Almost all of the poorly-written software specifications floating around out there mention something along the lines of "errors will be handled appropriately" in the programming requirements. Unfortunately, this obscure stipulation usually fails to say how, exactly, developers should address those errors -- if they list the potential errors at all.
This problem only escalates as event-driven systems enter the mix, and systems can drop messages into a queue at-will without assuming responsibility for what happens next. Considering how much harder this makes it to not just trace errors, but prevent cascading failures, any specifications related to event-driven systems need to spell out the specific problems related to event-driven methods, and prescribe remedies for each one.
In this article, we'll take a detailed look into some of the common event-driven architecture failures that development teams face, as well as techniques that have emerged over the years as standard countermeasures.
Types of errors
An event-driven system has at least three pieces: the components that send requests, components that receive and process them (potentially returning a result), and a messaging broker that facilitates the transaction. Each one of these systems can go down or cause another system to fail, and error handling in event-driven architectures can present some unique hurdles.
Here are some of the common situations that developers encounter:
Failed return result
A failed return result occurs when a system receives a request but can't return the result the requestor expects. For instance, this often occurs if a credit card is declined during a transaction, or a warehouse doesn't have a requested item in stock. The receiving system will processes the request but return an error result. In event-driven systems, the events that carry requests can simply drop a notification into a messaging queue and move on. That means a separate process will be responsible for detecting the error and handling it as appropriate.
Remote service down
In this case, the system a requestor wants to reach is out of operation. For instance, an order-entry system could receive an order and the order ID, and an event-handler could put the message into a queue for the credit card system, but the credit card system will never get the request. In an event-streaming system, the message will become stuck in the queue as it waits for the receiver to pick it up, resulting in an ever-growing pile of requests that could overload the queue mechanism or requesting services.
Event routing fails
If an event is misaligned with the process it's supposed to trigger, then it might never be picked up by the right system. For instance, a system that needs to receive messages related to customer orders will experience failures if it's not subscribed to the right event type. This produces the same type of situation as a system being down, as the request will never return a result.
Event-handling system down
This occurs when a message queuing mechanism fails to do its job, which can happen in the case of a bad message-handling configuration. It is also possible to design a messaging system to be highly available and forget one piece or another that supports a critical process. The original requesting system can be working fine, as can the intended recipient, but the message that was assumed to be sent is never passed along at all.

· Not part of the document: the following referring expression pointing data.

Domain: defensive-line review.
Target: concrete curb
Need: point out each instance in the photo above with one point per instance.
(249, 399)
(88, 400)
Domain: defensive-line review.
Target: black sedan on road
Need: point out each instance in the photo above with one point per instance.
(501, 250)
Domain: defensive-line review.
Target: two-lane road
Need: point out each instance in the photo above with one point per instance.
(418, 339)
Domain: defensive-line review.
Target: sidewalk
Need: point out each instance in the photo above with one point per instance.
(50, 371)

Ways to handle event-driven architecture failures
For all the issues that plague these types of systems, there are some dependable methods and patterns for event-handling in event-driven architectures. Here are a few worth remembering:
Dead letter queues
A "dead letter" queue is a repository of messages that, for whatever reason, were never picked up and processed by the intended recipient. At regular intervals, an implemented cleanup-routine mechanism can comb through the dead letter queue, determine the issue and handle these lost messages as appropriate.

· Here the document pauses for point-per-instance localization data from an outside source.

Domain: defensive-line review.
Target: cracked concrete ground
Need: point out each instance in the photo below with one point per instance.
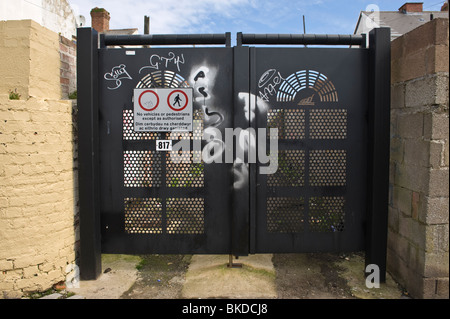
(278, 276)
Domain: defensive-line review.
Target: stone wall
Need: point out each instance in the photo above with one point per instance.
(37, 229)
(419, 183)
(68, 55)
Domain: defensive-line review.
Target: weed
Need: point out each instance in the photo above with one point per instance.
(13, 95)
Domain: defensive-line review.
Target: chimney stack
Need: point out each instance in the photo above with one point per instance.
(411, 7)
(100, 19)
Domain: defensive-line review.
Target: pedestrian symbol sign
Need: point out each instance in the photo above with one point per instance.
(163, 110)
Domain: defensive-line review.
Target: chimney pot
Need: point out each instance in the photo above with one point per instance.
(100, 19)
(411, 7)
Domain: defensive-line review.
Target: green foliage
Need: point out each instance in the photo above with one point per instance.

This routine can also be programmed to come through and resubmit old jobs, if needed. At the very least, it can notify requesting systems that the intended recipient is down.

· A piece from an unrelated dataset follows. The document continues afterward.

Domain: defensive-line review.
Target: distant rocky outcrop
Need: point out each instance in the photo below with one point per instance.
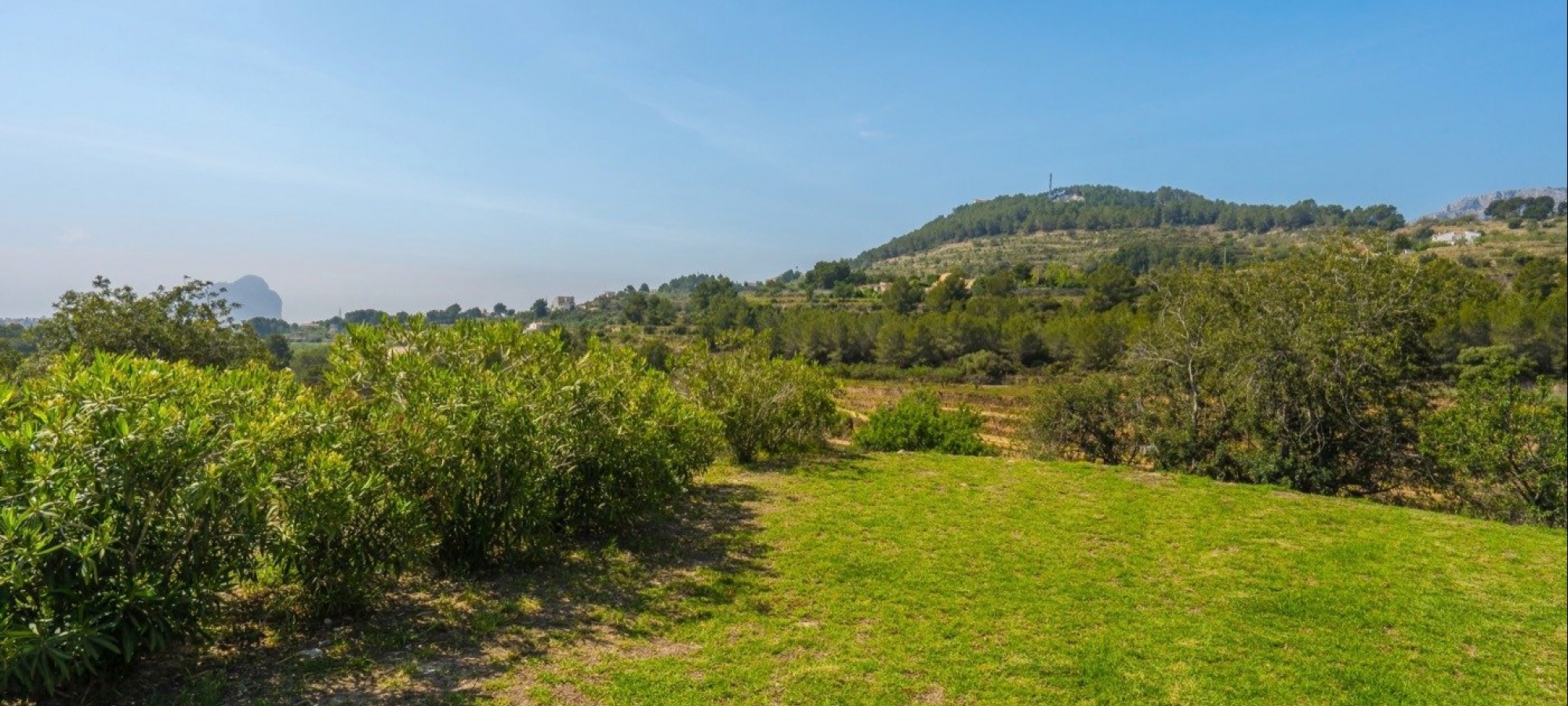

The saga pattern uses both a messaging bus and a "controller" mechanism that receives events from that bus and turns them into process-based messages. This controller could be something like a finite state machine that simulates sequential logic -- anything that can take the message, determine where it came from, analyze its status and then process the next command. For example, this can be accomplished using a switch statement, or a set of nested IF commands.
This implements a somewhat sophisticated rollback system for event-driven architecture failures, as the service can inform the bus of a failure, prompting the controller to fire rollback instructions to each service along the executed chain. However, keep in mind that this controller mechanism adds a good deal more code, which can quickly turn a relatively simple application system into a complex web of dependencies and potential bugs.
Logs and alerts
The system that sends or receives the failure may want to write alerts to a log that something went wrong. These alerts can manifest as things like web pages, emails, instant messages or phone calls that the user can interact with.
These messages should have enough context that an administrator can dive in, debug and fix the problem. One way to stay consistent with alerts is for development teams to provide their own support, implementing a rotating schedule that assigns certain developers to support roles that take responsibility for debugs, fixes and, when needed, escalations.